Sovaldi is a nucleotide analog inhibitor that blocks a specific protein needed by the hepatitis C virus to replicate. Sovaldi is to be used as a component of a combination antiviral treatment regimen for chronic HCV infection. There are several different types of HCV infection. Depending on the type of HCV infection a patient has, the treatment regimen could include Sovaldi and ribavirin or Sovaldi, ribavirin and peginterferon-alfa. Ribavirin and peginterferon-alfa are two drugs also used to treat HCV infection.
The most common side effects reported in clinical study participants treated with Sovaldi and ribavirin were fatigue and headache. In participants treated with Sovaldi, ribavirin and peginterferon-alfa, the most common side effects reported were fatigue, headache, nausea, insomnia and anemia.

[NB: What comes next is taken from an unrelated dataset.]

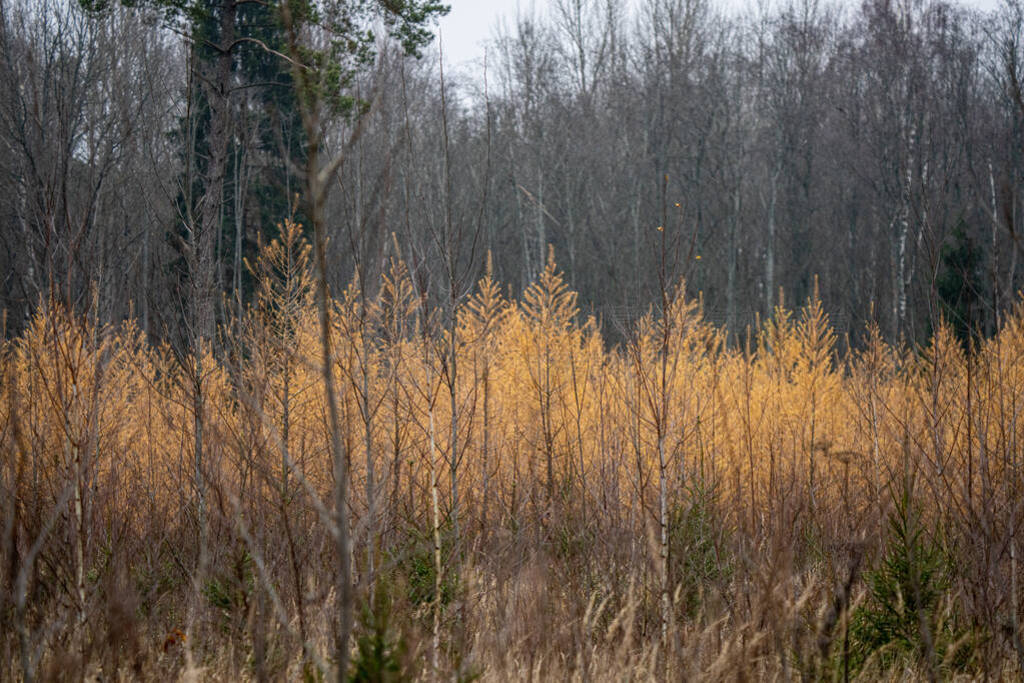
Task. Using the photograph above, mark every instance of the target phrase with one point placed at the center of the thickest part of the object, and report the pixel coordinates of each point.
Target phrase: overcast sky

Sovaldi is the third drug with breakthrough therapy designation to receive FDA approval. The FDA can designate a drug as a breakthrough therapy at the request of the sponsor if preliminary clinical evidence indicates the drug may demonstrate a substantial improvement over available therapies for patients with serious or life-threatening diseases. Sovaldi was reviewed under the FDA’s priority review program, which provides for an expedited review of drugs that treat serious conditions and, if approved, would provide significant improvement in safety or effectiveness. Sovaldi demonstrated efficacy in participants who could not tolerate or take an interferon-based treatment regimen and in participants with liver cancer awaiting liver transplantation, addressing unmet medical needs in these populations.